The anonymized version of the model is available online (https://msp-tracker.serve.scilifelab.se/) and configured to accept up to 25 hospital visits. The web server can receive either direct input or from uploaded CSV files. The model can also be used at user-defined confidence levels, with output results displayed as disease course plots. The model explanation using SHAP is available post-prediction, yielding both global interpretations on the input data and individual interpretations at each hospital visit.
Discussion
Having a clear understanding of the disease course and its current state is essential in MS, as available treatments and treatment goals vary depending on the phase of the disease. Though there are many disease-modifying treatments for RRMS, the treatments used for SPMS are few, with relatively limited efficacy25,26. The identification of the transition from RRMS to SPMS is made retrospectively, often with a delay of several years, and still remains a challenge1. Therefore, early recognition of patients with a risk of progressive disease could enable timely, meaningful interventions and also restrict unnecessary exposure to medications with associated side effects in the longer term.
We present here a first-of-its-kind predictive model that is able to distinguish between RRMS and SPMS at high accuracy, trained on data from EHR collected at routine hospital visits. To enable future usefulness in clinical settings and research, we applied conformal prediction to deliver valid measures of uncertainty in predictions on individual patient levels. We successfully produced a theoretical and empirically valid model with the highest efficiency at 92% confidence level and demonstrated on an external test set that it enables effective prediction of a patient’s clinical course with individual confidence measures (Fig. 7).
Clinical AI tools must convey predictive uncertainty for each individual patient17. We have recently demonstrated that CP-enabled AI can support predictions with user-defined confidence20. A well-performing CP should ideally generate fewer unreliable predictions. In this study, the model delivers 78% single-label predictions and 20% unreliable predictions at 99% confidence, marking the error rate below 1%. When faced with unreliable predictions, the explainable AI becomes essential to elucidate the reason behind these predictions. Both CP and explainable AI equip tools for users to scrutinize and analyze the occasionally unreliable predictions.
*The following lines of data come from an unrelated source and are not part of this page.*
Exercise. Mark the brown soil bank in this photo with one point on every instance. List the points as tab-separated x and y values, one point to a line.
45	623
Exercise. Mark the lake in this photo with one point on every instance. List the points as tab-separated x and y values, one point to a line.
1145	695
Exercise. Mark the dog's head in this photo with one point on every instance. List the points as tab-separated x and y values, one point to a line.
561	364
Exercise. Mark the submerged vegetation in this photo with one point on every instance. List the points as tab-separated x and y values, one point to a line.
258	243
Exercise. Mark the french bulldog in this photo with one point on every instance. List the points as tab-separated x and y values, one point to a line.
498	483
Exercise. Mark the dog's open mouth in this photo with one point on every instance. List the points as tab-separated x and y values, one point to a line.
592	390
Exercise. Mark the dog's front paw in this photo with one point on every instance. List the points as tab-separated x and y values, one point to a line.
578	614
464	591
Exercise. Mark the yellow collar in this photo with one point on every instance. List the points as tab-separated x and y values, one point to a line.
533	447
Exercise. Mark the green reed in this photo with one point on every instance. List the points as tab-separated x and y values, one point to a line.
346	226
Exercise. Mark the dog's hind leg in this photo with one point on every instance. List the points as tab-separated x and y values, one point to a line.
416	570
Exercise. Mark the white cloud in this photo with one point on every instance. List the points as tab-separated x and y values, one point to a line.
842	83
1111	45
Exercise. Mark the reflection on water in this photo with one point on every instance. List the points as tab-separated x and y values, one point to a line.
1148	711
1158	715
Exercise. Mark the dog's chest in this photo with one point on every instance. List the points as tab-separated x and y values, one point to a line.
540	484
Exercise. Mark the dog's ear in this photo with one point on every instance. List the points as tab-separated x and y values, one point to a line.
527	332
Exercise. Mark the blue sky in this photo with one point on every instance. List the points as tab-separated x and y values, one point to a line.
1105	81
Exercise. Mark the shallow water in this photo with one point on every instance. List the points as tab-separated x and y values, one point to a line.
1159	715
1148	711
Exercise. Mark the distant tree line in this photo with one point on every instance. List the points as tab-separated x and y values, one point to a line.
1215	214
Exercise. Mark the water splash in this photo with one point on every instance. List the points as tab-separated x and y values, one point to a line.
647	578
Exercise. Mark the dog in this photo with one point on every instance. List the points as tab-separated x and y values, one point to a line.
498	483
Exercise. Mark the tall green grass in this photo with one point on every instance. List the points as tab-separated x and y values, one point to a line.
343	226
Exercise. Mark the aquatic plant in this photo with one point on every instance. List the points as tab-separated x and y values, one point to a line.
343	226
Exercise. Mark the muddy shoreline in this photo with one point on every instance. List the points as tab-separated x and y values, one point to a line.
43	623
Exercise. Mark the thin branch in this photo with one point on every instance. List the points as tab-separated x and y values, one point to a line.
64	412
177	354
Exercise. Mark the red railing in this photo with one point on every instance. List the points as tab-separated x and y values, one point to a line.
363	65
Here, unreliable predictions are identified, thus allowing deeper analysis by an expert neurologist The clinical course for the transition from RRMS to SPMS has been defined by Lublin et al27 as the “progressive accumulation of disability after [an] initial relapsing course” assessed, at a minimum, annually28. As no “gold standard” criteria exist beyond this27,29, the SPMS diagnosis ultimately rests on the individual clinician’s judgment, primarily using the patient’s history and the clinical examination. Lorscheider et al.30 have since further developed the definition of SPMS by assessing the performance of standardized criteria against the “ground truth” of a consensus diagnosis by independent, expert neurologists. Multiple permutations of seven different EDSS-related criteria were generated and tested against the independent, consensus diagnosis with the best-performing permutation proposed as standardized criteria for SPMS, demonstrating performance comparable to the physician’s diagnosis.
While not widely used in clinical practice, their standardized criteria did show a notably higher sensitivity than the physician diagnosis and identified SPMS patients around three years earlier than the physician, though the specificity was lower. Using these criteria, it has been demonstrated that at the time of SPMS diagnosis, individuals will typically have EDSS scores above 429,30 with disease durations greater than ten years30. The importance of the EDSS score in determining the transition from RRMS to SPMS is also reflected in our model, which had the largest contribution to predictions. On the other hand, other factors, such as the age at visit or time since diagnosis, also contributed substantially to the predictions in our model, but were not considered as part of the criteria described by Lorscheider et al. More importantly, the now proposed approach enables objective predictions, trained, validated, and calibrated on more than 13,000 patients with over 105,000 hospital visits. Each prediction is complemented with a measure of uncertainty, and the CP enables tracking the disease progression over time.
Multiple approaches have been described to predict the conversion from RRMS to SPMS10,14,15,31. In the study by Manouchehrinia et al., data from multiple cohorts was utilized, and the prediction method was specifically designed for patients with RRMS15. However, the model may not be applicable to patients initially diagnosed with SPMS, a limitation shared with studies by Seccia et al14 and Skoog et al10. In contrast, Ziemssen et al. categorize patients as RRMS, SPMS, or transitioning, using EHR and questionnaire data addressing this limitation31. In comparison, our study utilized and exhibited superior results and implemented an uncertainty measure for each hospital visit of a patient. Importantly, our model does not rely on additional questionnaire data and was able to demonstrate the progression of the disease for individual patients, which sets it apart from previous approaches. Moreover, the other models are susceptible to systematic differences between the training and external data or data drift over time. Using conformal prediction provides a robust means of handling uncertainties and addressing potential shifts in data over time20.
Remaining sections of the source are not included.